A Besançon, percevoir ce que fut l’Occupation par l’objet et par l’image
Le musée de la Résistance et de la Déportation de Besançon, totalement repensé et rénové pendant trois ans, a rouvert ses portes le 8 septembre. L’équipe a fait le choix de recourir, au minimum, aux outils numériques, pour éviter que « les écrans ne fassent écran à la découverte ».
Petit à petit, d’une salle à l’autre, la lumière diminue d’intensité, le plafond s’abaisse légèrement, pour arriver, par un petit couloir aux couleurs gris sombre, dans l’espace consacré à la Déportation. C’est là un parti pris du scénographe Alexis Patras : il fallait faire ressentir, aux visiteurs, un changement d’univers, entre la joie d’une liberté retrouvée et l’horreur des camps de la mort.
Nous sommes au Musée de la Résistance et de la Déportation de Besançon (MRDB). Plus exactement dans « le » nouveau MRDB, puisqu’entièrement rénové après trois ans de fermeture pour travaux. Par rapport au site créé en 1971, où la masse d’informations était particulièrement dense, l’atmosphère est volontairement confinée. Pas de fenêtre, par exemple, vers l’extérieur. « Pour éviter que les visiteurs ne regardent dehors, et ainsi leur permettre d’être sensibles à l’histoire qui est racontée », explique Vincent Briand, directeur du musée, à l’occasion d’une présentation à la presse.
Vêtements d’enfant
Ce rendez-vous, proposé avec Aline Chassagne, adjointe à la maire de Besançon, est intervenu quelques jours avant la réouverture du musée, programmée vendredi 8 septembre. Un événement attendu, tant le MRDB est un des sites les plus visités de ce patrimoine mondial de l’Unesco qu’est la Citadelle de Besançon.
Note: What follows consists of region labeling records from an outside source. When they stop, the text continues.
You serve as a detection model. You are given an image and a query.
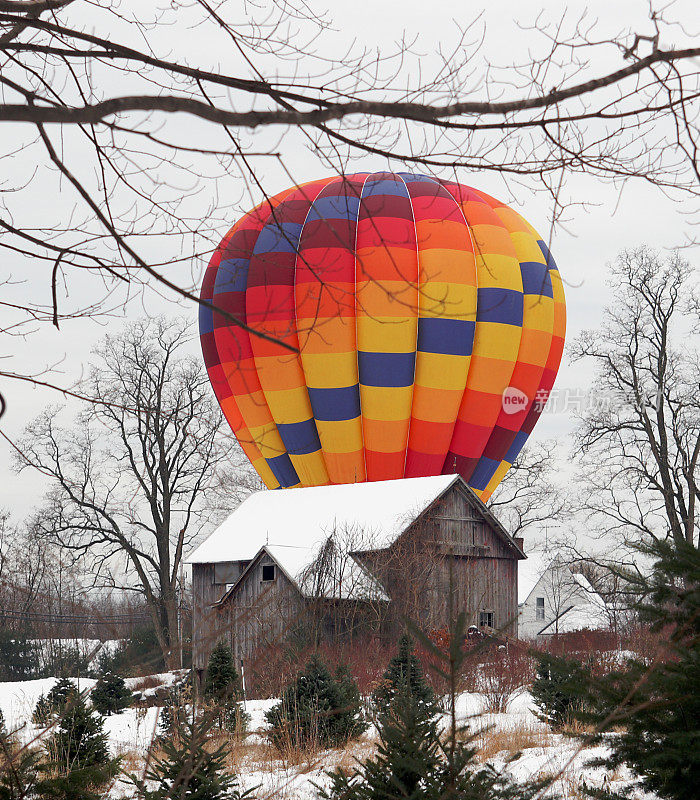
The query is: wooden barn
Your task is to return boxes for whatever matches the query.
[188,475,525,678]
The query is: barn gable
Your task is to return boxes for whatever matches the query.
[188,475,525,670]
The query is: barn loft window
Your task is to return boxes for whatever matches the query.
[479,611,493,628]
[535,597,544,619]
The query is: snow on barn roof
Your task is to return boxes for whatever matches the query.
[518,553,551,604]
[187,475,461,571]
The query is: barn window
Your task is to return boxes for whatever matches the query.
[479,611,493,628]
[535,597,544,619]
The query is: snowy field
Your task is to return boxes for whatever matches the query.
[0,674,651,800]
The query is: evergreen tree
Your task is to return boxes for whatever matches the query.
[0,721,39,800]
[203,642,249,734]
[265,656,366,747]
[32,678,78,725]
[531,653,588,731]
[0,630,39,681]
[372,634,435,711]
[38,694,119,800]
[90,673,131,716]
[335,664,367,739]
[579,541,700,800]
[320,615,543,800]
[204,642,243,703]
[132,719,250,800]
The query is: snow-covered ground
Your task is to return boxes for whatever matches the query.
[0,674,651,800]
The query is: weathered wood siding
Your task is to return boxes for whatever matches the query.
[219,553,304,659]
[192,485,518,670]
[192,561,250,670]
[361,487,518,636]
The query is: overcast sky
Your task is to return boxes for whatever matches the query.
[0,0,700,536]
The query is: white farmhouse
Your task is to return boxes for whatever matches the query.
[518,553,610,639]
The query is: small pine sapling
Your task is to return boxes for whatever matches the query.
[32,678,78,726]
[131,718,252,800]
[579,539,700,800]
[203,642,249,735]
[90,672,131,716]
[372,633,435,712]
[531,653,588,731]
[265,656,365,748]
[37,693,119,800]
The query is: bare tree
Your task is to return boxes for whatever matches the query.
[19,319,230,666]
[0,0,700,412]
[488,441,570,536]
[574,247,700,546]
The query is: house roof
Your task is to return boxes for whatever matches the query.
[187,475,461,564]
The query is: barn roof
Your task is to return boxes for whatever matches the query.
[213,542,389,604]
[187,475,462,564]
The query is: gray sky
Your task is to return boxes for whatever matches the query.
[0,0,700,536]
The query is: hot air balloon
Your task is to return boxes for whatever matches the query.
[200,172,566,500]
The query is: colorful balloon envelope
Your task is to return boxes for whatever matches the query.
[200,172,566,500]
Dans chacune des onze salles, qui conduisent le visiteur de l’arrivée au pouvoir d’Adolf Hitler jusqu’à l’après-guerre, des objets phares sont mis en avant : ici un exemplaire d’un ouvrage de Stefan Zweig « retiré d’un autodafé en Allemagne », là la prothèse d’un grand blessé de guerre, ou encore une brassière et un chausson d’enfant évoquant l’indicible, l’extermination des juifs.
Connaissance par l’objet
« Outil de connaissance, de vigilance », le MRDB a fait le choix de recourir au minimum aux nouvelles technologies : quelques enregistrements sonores, une carte évolutive de l’univers concentrationnaire nazi, ou encore une tablette permettant de découvrir les parcours et portraits des 100 fusillés de la Citadelle. L’offre est chiche, au regard d’autres lieux de mémoire. « On voulait éviter que les écrans ne fassent écran à la découverte », justifie Vincent Briand.
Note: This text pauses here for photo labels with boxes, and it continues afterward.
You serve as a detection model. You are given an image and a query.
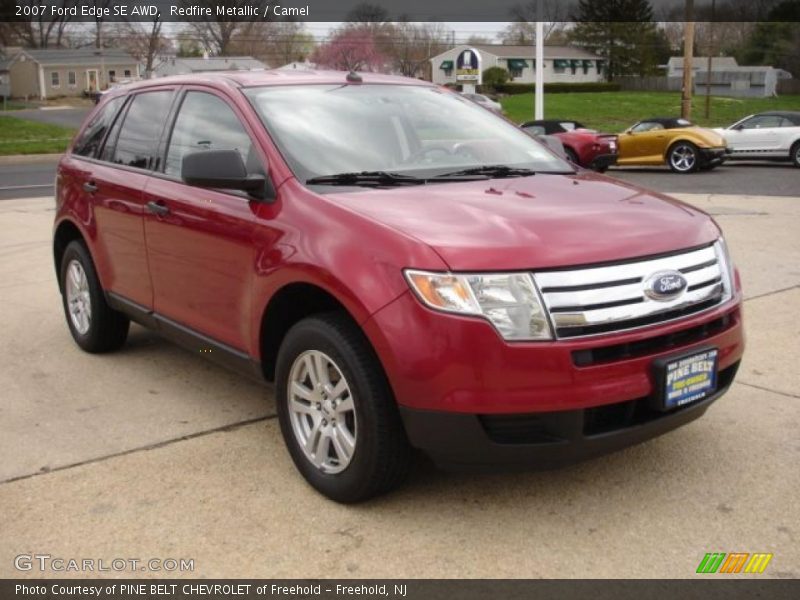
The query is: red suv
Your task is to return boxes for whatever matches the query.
[53,72,743,502]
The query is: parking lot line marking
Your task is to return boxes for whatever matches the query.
[0,414,278,485]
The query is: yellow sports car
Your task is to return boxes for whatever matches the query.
[617,118,729,173]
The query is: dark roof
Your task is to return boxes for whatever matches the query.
[638,117,694,129]
[753,110,800,125]
[521,119,584,134]
[15,48,137,66]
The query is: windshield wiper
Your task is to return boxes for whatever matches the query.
[306,171,426,186]
[431,165,537,180]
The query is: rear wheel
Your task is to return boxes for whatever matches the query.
[667,142,700,173]
[275,313,412,503]
[60,240,130,353]
[791,142,800,167]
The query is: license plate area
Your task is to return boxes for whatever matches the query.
[653,348,719,411]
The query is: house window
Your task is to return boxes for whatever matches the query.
[506,58,528,77]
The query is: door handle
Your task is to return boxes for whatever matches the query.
[147,200,169,217]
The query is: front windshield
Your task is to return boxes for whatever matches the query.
[245,84,573,181]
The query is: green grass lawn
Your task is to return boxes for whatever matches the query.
[500,92,800,133]
[0,115,75,156]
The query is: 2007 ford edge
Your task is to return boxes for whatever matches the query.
[53,71,744,502]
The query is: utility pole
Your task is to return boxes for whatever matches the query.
[681,0,694,119]
[706,0,716,119]
[533,0,544,120]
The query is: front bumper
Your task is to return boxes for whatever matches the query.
[589,154,618,170]
[700,146,731,165]
[364,292,744,467]
[400,362,739,471]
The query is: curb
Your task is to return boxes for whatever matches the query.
[0,152,64,165]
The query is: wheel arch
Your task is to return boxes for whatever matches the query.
[258,281,366,381]
[53,219,91,292]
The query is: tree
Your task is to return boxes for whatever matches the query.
[737,0,800,77]
[570,0,669,81]
[311,27,388,71]
[388,22,448,77]
[230,20,314,67]
[181,0,270,56]
[482,67,510,90]
[112,17,171,79]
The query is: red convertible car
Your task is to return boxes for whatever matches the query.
[522,120,617,173]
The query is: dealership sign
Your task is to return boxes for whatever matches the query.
[456,48,481,85]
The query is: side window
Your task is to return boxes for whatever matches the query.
[164,92,262,177]
[111,91,172,169]
[72,96,125,158]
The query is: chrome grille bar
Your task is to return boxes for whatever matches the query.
[534,245,728,338]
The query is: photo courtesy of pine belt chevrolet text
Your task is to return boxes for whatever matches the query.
[53,71,744,502]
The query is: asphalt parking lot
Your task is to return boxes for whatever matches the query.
[0,190,800,578]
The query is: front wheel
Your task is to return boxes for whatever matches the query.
[275,313,412,503]
[667,142,700,173]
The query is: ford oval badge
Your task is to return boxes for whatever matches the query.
[644,271,689,302]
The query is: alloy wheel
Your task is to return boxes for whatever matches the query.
[669,144,697,172]
[286,350,357,475]
[65,260,92,335]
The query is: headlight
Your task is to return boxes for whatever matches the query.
[405,270,553,341]
[714,238,735,302]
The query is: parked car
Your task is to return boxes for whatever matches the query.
[617,117,728,174]
[461,92,503,113]
[714,111,800,167]
[522,120,617,173]
[53,71,744,502]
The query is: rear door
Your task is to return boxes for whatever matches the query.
[145,87,266,353]
[85,89,174,309]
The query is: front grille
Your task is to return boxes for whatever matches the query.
[534,244,730,338]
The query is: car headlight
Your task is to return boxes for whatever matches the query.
[714,238,736,302]
[405,270,553,341]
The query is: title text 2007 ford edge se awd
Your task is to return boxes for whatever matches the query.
[53,72,743,502]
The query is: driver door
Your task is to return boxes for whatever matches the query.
[145,88,266,355]
[617,123,668,165]
[725,115,783,155]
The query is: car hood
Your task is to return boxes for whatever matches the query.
[689,126,725,147]
[326,173,719,271]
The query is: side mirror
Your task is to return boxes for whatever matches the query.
[181,150,266,197]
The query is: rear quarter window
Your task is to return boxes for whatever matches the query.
[72,96,125,158]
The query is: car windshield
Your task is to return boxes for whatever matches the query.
[245,84,574,181]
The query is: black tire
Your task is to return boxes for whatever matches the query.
[564,146,581,167]
[667,141,701,175]
[789,141,800,167]
[275,313,413,503]
[59,240,130,354]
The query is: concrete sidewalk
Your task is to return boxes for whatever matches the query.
[0,196,800,577]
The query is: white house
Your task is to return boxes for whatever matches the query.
[153,56,267,77]
[430,44,605,85]
[667,56,792,97]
Cette découverte, dans les 300 m2 du lieu, elle passe d’abord et avant tout par ces dizaines d’objets légués par des acteurs et contemporains de cette période : ce morceau de drapeau de la sous-préfecture de Lure conservé pieusement par des fonctionnaires, cette étoile jaune détournée de son sens (le mot « Zazou » remplace « juif »), les tenues de déporté de Pierre Choffel et de « Mimi » Socié, l’original d’une opérette écrite à Ravensbrück par la célèbre ethnologue Germaine Tillion – dont le musée est détenteur du fonds -, le manuscrit d’un polar rédigé à Buchenwald…
Oeuvres crées dans les camps
Car si on a souffert, dans les camps, on a créé, également. La preuve avec les salles « Art en déportation », sélection de quelques oeuvres parmi les 600 – des dessins, des sculptures produits par des déportés – que conserve le musée bisontin. « Ce sont des oeuvres réalisées avec ce que les déportés avaient sous la main », précise Vincent Briand, montrant les originaux des portraits signés Léon Delarbre. Parce que souvent mieux que des mots, comme bien souvent ce sont des oeuvres qui ont montré toute l’horreur de la Déportation.